Ting Bao, MD, DABMA, MS

Ting Bao, MD, DABMA, MS

Dr. Bao is Director, Integrative Breast Oncology, Integrative & Breast Medicine Services, Memorial Sloan Kettering Cancer Center, New York.

Massage therapy is among the integrative modalities that play an important role in cancer supportive care. Both the National Comprehensive Cancer Network (NCCN) Clinical Practice Guidelines in Oncology (NCCN Guidelines®) and Clinical Practice Guidelines on the Use of Integrative Therapies recommend massage to reduce cancer-related fatigue, pain, mood disturbance, and lymphedema.1,2 This article examines the current evidence for clinical effectiveness of massage therapy to relieve symptoms and improve pain and sleep profiles across the cancer care continuum. 

Current Evidence 

A 2016 SYSTEMATIC review and meta-analysis of 16 randomized controlled trials showed that massage therapy was effective for treating pain, fatigue, and anxiety.3 A large study at Memorial Sloan Kettering Cancer Center (MSK; N = 1,290) demonstrated the feasibility and efficacy of massage therapy, with an approximate 50% reduction in distress symptoms, even among patients with high baseline scores.4 

More recently, evaluation of the immediate impact of massage treatments provided in MSK chemotherapy-infusion suites found significantly decreased anxiety, fatigue, pain, and nausea (all P < .001) among 692 participants.5 A total of 93% of patients were satisfied, and 94% would recommend massage therapy to others undergoing treatment. A randomized controlled trial of bone marrow transplant patients (N = 88) also confirmed that massage during active treatment significantly reduced neurologic complications and improved perceived benefits of therapy.6 

Massage treatments may also produce longer-term effects. In a randomized controlled trial of Swedish massage in 86 patients with breast cancer, significant reductions in physical discomfort occurred both at intervention end (week 5, P = .001) and at week 11 (P = .038) vs routine health-care controls.7 However, significant reductions in mood disturbance achieved by week 5 (P < .01) dissipated at week 11 follow-up. Of note, continuous treatment with the same therapist significantly contributed to improved mood. 

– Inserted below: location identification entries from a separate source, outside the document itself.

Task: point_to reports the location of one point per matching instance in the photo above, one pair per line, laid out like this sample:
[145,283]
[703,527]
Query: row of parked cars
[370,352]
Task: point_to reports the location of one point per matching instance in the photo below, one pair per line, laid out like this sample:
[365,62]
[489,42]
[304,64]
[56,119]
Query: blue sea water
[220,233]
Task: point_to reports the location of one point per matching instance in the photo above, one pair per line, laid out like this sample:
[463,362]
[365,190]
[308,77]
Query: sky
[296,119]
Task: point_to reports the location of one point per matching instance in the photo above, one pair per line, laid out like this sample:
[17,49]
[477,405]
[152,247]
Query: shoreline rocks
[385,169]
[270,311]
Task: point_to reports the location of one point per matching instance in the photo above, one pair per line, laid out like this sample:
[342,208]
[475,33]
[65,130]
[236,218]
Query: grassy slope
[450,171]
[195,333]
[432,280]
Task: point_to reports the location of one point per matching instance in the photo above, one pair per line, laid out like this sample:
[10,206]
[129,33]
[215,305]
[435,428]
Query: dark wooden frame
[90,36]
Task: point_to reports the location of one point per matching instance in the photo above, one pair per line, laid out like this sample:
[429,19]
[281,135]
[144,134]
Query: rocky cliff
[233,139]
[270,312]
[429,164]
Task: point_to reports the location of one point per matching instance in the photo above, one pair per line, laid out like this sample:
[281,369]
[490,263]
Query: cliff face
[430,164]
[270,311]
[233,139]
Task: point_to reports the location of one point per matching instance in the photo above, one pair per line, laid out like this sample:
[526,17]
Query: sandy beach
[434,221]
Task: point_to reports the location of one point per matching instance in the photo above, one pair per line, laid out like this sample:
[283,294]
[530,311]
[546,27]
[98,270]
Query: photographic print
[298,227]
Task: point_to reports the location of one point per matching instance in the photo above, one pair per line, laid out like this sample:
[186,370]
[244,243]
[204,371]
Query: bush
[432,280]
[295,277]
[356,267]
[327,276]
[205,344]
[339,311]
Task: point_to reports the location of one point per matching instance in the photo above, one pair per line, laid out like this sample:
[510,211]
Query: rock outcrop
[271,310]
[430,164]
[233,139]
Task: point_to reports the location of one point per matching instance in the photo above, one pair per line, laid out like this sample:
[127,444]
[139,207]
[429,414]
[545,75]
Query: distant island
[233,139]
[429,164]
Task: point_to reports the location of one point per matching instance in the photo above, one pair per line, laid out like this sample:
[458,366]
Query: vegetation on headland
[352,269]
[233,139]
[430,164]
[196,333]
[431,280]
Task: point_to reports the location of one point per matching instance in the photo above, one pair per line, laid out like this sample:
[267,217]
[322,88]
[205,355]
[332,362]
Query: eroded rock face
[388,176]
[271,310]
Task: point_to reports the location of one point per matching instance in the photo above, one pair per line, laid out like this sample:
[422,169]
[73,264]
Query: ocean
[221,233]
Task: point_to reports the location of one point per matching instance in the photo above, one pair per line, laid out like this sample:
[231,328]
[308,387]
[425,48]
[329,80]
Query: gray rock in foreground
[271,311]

Massage also has shown benefits in advanced cancer populations. In a randomized controlled trial of reflexology, a specialized type of foot massage, among 385 patients with advanced breast cancer receiving chemotherapy and/or hormonal therapy, physical functioning and dyspnea severity were significantly improved vs standard care (P =.04 and < .01, respectively), although no differences were found for depression, anxiety, pain, or nausea.8 In addition, participants receiving a foot massage by a provider not trained or licensed in massage therapy had significant improvements in fatigue (P < .01) but not in physical functioning. In a palliative care setting of 42 patients with advanced cancers, massage significantly improved sleep and depression but not pain or anxiety.9 Subgroup analyses further identified those with high psychological distress levels as being more likely to respond to treatment. 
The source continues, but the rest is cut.